1. Parents do not perceive church youth programs to be relevant, life-changing institutions that truly have a positive impact on their son or daughter's moral development. As youth workers, we know why we got into youth ministry, and it wasn't for the astronomical salary and benefits. It was to see students lives changed as they become molded into the spirit of Christ. However, from the outside looking in, it may be very accurate to say that parents perceive our youth programs as another social function where kids play "chubby bunnies" and have concerts and lock-ins, but do little to shape the spiritual lives of teens.

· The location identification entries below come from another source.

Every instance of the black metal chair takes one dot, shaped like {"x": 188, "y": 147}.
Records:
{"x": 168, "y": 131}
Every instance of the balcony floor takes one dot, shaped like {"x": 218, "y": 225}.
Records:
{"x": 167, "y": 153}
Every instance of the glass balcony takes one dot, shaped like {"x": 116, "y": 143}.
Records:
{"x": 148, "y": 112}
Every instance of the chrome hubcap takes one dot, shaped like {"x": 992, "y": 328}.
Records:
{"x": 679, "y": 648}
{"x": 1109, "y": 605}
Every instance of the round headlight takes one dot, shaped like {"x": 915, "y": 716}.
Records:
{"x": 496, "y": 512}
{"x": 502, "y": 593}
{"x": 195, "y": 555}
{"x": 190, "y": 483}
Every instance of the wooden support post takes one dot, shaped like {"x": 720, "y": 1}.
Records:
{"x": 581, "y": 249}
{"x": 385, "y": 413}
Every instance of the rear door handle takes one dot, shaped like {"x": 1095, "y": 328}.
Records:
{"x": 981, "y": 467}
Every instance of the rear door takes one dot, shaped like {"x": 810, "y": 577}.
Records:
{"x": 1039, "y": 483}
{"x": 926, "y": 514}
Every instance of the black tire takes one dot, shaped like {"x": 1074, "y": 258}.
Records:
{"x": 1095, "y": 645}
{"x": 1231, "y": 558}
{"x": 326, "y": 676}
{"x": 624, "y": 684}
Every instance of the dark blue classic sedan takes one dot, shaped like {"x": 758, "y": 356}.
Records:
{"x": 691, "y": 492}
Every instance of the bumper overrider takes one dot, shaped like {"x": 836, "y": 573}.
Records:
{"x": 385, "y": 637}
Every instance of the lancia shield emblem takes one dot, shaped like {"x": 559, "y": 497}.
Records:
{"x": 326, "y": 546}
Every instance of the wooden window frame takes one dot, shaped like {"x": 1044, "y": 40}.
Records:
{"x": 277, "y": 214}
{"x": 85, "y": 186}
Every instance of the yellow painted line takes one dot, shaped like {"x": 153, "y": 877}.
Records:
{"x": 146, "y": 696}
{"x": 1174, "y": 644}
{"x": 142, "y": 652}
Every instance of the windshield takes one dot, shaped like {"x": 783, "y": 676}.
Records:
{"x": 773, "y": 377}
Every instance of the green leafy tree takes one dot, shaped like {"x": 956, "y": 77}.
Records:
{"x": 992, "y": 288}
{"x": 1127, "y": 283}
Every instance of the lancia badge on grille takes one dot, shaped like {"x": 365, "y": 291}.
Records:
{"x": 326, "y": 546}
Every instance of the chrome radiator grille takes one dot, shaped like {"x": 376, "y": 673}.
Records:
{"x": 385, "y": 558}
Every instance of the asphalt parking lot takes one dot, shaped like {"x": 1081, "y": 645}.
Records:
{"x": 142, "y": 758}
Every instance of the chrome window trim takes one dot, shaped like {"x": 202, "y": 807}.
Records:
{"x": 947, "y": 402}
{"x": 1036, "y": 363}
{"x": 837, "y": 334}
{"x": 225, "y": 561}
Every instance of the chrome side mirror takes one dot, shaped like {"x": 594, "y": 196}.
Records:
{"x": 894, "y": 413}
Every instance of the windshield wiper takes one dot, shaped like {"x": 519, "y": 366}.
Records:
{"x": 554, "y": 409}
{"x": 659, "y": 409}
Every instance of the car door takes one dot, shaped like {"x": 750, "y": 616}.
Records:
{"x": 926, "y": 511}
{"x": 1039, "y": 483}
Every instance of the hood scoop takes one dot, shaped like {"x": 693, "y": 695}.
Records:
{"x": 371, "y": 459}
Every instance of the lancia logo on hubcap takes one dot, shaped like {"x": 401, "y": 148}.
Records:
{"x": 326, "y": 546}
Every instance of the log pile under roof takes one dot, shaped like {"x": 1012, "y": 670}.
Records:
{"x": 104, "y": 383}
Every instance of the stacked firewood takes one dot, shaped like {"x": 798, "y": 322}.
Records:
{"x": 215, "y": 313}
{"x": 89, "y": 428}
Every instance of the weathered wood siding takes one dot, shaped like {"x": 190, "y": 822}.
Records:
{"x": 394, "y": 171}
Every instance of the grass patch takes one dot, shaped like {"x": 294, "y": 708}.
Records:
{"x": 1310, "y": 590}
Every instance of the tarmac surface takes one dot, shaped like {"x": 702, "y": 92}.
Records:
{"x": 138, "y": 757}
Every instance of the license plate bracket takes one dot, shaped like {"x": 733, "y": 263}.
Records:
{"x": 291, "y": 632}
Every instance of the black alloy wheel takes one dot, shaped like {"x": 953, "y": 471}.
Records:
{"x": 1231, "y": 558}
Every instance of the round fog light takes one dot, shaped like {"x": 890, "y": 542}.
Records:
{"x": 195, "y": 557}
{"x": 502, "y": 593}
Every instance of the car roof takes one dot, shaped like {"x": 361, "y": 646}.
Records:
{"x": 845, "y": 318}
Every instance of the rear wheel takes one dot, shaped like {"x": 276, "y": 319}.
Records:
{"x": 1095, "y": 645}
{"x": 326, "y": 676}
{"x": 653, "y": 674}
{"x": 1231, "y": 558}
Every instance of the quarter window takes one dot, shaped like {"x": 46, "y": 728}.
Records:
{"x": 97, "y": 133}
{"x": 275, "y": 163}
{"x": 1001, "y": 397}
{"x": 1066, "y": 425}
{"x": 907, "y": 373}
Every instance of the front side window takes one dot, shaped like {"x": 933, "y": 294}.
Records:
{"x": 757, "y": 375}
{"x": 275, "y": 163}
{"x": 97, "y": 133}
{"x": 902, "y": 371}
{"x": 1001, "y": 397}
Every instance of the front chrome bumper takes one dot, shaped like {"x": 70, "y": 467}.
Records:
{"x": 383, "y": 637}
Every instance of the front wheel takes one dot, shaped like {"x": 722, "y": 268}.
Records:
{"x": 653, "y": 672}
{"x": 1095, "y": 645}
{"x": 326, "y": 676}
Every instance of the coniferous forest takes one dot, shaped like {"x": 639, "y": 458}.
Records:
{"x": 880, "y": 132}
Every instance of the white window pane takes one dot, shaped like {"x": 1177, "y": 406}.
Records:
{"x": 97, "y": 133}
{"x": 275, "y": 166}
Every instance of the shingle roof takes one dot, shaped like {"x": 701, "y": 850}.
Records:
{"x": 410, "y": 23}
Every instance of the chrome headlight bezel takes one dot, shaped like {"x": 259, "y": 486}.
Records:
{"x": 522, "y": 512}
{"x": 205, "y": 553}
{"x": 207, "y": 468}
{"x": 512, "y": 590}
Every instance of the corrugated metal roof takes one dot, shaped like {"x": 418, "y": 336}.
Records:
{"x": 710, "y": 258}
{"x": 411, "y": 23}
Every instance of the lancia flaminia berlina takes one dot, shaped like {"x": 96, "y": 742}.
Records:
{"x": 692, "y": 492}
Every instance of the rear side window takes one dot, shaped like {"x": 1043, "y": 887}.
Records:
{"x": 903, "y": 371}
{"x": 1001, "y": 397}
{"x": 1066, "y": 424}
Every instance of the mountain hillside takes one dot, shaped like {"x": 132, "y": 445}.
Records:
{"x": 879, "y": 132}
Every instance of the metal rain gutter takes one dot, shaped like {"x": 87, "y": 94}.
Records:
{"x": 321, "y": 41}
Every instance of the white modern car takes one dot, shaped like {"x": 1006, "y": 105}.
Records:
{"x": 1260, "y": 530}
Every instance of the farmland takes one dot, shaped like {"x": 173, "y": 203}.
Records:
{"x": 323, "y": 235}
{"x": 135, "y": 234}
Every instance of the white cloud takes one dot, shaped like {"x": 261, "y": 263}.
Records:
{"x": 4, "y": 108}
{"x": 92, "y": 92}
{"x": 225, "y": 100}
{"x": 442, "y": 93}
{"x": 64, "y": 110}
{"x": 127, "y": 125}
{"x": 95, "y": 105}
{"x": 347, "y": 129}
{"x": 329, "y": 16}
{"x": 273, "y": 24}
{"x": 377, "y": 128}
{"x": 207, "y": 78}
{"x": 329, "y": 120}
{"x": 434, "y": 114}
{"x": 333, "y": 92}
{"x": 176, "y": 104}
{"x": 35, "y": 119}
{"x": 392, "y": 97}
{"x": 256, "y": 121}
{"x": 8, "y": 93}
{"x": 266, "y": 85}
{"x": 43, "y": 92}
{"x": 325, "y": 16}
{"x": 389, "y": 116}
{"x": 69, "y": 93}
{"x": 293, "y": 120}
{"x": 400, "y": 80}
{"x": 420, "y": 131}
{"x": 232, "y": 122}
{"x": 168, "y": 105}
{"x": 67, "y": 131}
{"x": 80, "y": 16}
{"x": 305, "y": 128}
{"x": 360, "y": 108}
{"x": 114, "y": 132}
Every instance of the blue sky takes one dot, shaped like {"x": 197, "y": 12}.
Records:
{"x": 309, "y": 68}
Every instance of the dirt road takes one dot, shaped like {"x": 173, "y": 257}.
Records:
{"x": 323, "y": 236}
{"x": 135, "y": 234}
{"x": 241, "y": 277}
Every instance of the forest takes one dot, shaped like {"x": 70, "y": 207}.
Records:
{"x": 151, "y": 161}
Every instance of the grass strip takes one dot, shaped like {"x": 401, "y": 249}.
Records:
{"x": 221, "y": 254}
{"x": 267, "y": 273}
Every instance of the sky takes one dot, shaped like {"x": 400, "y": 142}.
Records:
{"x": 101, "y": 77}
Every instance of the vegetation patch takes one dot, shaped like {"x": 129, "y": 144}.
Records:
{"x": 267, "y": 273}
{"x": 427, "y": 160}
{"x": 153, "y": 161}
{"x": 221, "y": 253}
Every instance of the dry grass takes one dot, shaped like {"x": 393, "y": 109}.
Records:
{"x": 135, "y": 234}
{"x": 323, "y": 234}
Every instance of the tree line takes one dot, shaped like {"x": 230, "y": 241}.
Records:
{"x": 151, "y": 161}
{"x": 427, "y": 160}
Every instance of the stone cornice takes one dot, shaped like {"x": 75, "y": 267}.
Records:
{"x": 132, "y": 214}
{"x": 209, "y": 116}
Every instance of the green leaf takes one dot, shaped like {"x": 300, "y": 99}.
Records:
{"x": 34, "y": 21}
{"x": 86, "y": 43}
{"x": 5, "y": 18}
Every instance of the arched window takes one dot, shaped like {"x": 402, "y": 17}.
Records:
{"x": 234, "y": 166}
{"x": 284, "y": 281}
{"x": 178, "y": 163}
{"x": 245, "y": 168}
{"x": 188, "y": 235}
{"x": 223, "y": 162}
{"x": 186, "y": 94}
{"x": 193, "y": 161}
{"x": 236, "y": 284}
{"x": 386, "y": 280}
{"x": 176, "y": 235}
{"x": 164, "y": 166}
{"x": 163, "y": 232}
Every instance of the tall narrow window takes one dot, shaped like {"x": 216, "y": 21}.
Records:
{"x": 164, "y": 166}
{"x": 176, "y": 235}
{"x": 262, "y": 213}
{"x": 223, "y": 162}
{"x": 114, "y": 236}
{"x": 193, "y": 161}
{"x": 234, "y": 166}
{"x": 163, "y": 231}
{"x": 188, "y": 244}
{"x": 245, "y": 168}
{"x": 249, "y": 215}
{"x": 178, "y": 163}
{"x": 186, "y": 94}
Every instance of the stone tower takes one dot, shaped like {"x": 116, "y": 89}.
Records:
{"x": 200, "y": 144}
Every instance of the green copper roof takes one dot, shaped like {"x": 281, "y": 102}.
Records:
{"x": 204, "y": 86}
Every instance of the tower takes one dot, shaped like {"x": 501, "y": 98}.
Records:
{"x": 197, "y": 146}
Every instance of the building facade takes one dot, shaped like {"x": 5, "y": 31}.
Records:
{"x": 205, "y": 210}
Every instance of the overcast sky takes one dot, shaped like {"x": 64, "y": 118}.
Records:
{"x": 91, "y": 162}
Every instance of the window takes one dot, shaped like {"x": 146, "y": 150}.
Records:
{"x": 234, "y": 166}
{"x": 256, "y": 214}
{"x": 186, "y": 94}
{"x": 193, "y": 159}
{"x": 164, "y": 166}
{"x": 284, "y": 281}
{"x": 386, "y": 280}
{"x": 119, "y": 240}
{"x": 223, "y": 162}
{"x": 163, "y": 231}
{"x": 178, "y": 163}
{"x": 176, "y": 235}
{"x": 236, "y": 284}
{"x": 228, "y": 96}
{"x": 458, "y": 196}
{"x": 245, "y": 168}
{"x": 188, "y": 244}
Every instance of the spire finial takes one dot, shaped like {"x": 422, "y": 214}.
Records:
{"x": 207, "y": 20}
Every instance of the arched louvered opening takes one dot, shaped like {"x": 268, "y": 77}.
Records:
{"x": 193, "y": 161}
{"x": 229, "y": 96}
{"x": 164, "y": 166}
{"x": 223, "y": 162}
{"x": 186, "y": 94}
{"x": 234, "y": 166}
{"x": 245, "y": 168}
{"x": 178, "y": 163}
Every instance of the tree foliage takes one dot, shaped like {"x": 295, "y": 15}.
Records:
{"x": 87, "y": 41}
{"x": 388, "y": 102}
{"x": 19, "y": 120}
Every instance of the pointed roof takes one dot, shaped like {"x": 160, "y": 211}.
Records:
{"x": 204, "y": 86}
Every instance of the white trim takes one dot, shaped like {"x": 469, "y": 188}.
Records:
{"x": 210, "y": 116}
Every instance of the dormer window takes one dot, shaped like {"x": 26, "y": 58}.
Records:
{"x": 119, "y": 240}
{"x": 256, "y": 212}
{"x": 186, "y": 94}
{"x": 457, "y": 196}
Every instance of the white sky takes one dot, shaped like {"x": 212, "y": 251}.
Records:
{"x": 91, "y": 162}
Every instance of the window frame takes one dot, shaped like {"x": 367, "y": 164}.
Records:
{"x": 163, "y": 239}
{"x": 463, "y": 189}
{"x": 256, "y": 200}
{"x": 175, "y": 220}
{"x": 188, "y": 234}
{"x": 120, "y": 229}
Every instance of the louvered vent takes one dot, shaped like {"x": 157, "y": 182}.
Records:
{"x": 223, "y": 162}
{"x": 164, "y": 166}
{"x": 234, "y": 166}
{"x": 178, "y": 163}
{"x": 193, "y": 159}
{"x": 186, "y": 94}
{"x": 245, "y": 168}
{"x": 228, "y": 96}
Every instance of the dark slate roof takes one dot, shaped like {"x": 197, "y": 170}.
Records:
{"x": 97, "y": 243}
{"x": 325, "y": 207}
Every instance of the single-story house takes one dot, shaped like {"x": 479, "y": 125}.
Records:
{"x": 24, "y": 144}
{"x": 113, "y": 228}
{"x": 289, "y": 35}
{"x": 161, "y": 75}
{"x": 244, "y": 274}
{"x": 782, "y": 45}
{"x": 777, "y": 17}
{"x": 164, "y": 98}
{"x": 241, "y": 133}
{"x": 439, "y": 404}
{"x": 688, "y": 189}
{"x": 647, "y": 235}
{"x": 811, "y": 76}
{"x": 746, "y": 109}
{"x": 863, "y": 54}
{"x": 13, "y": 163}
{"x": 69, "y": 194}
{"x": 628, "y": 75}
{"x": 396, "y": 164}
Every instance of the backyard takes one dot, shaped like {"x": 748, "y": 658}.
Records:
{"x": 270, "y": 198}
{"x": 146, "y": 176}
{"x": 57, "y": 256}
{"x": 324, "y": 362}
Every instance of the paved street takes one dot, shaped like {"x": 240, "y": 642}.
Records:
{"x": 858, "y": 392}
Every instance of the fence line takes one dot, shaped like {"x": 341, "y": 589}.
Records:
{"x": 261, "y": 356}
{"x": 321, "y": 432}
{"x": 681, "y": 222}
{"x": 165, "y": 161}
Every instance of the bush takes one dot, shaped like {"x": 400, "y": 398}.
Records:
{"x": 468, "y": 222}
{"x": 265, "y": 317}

2. Church youth programs are not relevant, life-changing institutions that truly have a positive impact on their son or daughter's moral development. While some people who have not spent any time in a youth program may not have a clue what goes on, the fact remains that some of our youth ministries are not doing the work God has called us to do. Many of us as youth workers have bought into the "amusement park tour guide" mentality that it is our job just to make sure the kids are too busy to get into "sex, drugs, and rock 'n roll". If our programs are not doing anything to mold the spiritual lives of our teens, maybe our parents are justified in grounding their kids from church.

3. Church members in general do not perceive the church to be agents of divine change in the world. If a parent does not perceive the youth group to be an important part of a student's spiritual and moral growth, it may be because the church is not an important part of the parent's spiritual and moral growth. This will depend on the individual and the church. But I would dare say that for many church members (including those with teenage youth), the church is another social network, a place to make business contacts, or it serves another menial role other than being an agent of change in the world.

So what would you add to this list? Do your parents ground kids from church? If so, why do you think that is? I'd love to hear your thoughts.